Napoleon knew this well, and on the night of August 22, 1799, he abandoned his army and slipped back to Paris, where his ultimate fate was – in 1804, he would be crowned Emperor of France.

Even after the assassination of Napoleon’s successor commander, his troops in Egypt held their ground until their surrender to Britain at Alexandria on September 2, 1801.

As part of the expedition, Napoleon ordered a large number of looted artifacts to be brought back to France. However, after the surrender of France, most of it fell into the hands of the British. Among the loot returned to the British Museum was a polished stone inscribed with writing in three different languages ​​- Ancient Greek, Prutian and Egyptian hieroglyphics.
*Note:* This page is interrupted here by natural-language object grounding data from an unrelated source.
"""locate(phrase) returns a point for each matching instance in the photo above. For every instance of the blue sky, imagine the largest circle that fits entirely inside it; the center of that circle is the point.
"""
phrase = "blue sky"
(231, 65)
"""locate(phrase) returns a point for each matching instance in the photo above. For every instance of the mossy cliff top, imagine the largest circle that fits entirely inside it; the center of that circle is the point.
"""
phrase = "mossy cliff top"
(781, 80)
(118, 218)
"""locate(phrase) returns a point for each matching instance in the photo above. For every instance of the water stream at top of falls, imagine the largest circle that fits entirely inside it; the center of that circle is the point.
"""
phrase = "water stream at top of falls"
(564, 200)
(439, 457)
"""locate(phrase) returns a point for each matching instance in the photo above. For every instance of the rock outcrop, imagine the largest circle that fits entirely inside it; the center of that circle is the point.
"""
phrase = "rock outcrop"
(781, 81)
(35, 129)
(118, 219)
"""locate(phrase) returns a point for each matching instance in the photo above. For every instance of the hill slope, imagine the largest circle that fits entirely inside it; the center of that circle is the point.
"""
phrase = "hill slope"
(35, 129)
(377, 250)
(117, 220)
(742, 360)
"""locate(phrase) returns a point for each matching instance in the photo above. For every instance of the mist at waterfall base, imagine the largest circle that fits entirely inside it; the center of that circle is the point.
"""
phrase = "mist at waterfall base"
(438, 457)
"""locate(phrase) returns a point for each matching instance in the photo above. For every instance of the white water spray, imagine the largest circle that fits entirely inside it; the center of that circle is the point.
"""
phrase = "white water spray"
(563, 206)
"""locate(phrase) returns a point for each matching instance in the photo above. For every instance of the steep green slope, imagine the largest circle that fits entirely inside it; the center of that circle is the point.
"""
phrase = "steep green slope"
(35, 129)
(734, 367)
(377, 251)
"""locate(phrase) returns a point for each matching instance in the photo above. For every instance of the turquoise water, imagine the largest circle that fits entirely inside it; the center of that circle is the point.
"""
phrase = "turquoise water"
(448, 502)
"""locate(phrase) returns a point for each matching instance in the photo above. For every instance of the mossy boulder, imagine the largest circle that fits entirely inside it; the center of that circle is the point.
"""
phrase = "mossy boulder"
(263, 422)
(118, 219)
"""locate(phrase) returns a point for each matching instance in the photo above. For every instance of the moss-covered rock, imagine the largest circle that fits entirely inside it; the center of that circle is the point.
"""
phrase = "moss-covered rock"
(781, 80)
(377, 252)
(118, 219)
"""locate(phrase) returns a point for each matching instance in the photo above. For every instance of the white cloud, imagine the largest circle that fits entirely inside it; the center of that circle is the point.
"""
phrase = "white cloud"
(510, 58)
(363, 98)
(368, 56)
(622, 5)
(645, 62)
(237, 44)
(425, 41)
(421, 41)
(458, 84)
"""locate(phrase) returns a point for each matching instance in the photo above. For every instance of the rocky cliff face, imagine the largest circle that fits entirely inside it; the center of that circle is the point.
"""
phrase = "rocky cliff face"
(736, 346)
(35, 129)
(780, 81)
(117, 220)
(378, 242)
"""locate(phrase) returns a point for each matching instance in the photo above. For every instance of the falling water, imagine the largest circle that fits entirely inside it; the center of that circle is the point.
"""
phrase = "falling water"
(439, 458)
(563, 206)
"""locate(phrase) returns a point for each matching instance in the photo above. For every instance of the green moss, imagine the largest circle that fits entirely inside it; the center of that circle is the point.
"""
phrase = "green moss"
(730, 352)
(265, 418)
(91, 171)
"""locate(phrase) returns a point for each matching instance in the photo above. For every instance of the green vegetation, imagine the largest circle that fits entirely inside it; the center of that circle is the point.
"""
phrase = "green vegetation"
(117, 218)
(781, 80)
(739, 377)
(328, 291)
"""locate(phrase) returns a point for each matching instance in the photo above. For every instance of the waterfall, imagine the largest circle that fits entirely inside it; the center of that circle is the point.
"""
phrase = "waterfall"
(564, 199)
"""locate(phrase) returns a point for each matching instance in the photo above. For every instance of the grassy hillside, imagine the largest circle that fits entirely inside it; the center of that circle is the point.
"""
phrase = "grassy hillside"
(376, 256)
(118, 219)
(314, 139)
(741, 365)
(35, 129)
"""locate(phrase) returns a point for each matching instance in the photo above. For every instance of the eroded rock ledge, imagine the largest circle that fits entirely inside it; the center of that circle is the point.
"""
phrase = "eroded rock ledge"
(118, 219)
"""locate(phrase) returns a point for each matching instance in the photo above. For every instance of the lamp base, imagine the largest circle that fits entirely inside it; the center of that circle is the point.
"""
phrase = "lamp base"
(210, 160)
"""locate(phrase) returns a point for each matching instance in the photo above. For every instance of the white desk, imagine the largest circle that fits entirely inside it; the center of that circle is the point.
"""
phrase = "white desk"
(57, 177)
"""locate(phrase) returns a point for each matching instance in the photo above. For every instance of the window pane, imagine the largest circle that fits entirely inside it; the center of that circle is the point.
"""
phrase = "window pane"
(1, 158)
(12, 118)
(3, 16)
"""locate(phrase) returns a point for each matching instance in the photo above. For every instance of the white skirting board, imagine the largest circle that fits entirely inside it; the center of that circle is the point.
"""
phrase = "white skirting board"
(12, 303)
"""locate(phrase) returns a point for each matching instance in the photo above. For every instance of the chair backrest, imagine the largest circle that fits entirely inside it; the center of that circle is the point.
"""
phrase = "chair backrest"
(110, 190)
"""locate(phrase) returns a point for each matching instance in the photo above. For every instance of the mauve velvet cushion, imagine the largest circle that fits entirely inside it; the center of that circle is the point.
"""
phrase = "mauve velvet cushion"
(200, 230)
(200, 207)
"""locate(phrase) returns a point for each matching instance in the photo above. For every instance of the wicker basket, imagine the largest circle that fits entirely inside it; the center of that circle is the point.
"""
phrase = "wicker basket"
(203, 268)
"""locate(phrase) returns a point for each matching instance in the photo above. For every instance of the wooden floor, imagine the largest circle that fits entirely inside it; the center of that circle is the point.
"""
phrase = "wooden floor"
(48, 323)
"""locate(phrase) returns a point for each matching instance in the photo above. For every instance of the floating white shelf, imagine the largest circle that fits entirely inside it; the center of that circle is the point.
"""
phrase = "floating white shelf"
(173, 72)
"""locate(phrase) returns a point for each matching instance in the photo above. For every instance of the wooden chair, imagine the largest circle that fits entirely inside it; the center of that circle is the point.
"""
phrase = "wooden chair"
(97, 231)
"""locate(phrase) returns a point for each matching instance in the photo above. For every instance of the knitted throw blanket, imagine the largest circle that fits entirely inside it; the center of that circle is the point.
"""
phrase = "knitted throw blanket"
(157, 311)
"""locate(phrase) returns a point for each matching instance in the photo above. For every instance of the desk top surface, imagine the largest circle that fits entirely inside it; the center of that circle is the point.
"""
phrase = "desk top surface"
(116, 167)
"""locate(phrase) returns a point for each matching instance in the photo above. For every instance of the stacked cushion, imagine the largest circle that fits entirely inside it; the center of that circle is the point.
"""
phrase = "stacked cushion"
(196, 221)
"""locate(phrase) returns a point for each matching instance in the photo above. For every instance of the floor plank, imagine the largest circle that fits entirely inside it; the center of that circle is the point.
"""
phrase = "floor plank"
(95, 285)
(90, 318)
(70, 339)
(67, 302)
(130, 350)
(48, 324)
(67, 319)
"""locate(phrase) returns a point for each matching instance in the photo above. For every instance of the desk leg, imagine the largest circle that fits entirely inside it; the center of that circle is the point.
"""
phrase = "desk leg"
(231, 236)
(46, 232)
The object, later known as the Rosetta Stone, was discovered in July 1799 by a French Army engineer fortifying a 15th-century Ottoman fortress near Rosetta on the west bank of the Nile.

Detail of the Book of the Dead Queen Nejmet, papyrus, Egypt, 1070 BC, 21st Dynasty. (© Trustees of the British Museum)

This will prove to be the key to understanding ancient Egyptian hieroglyphics.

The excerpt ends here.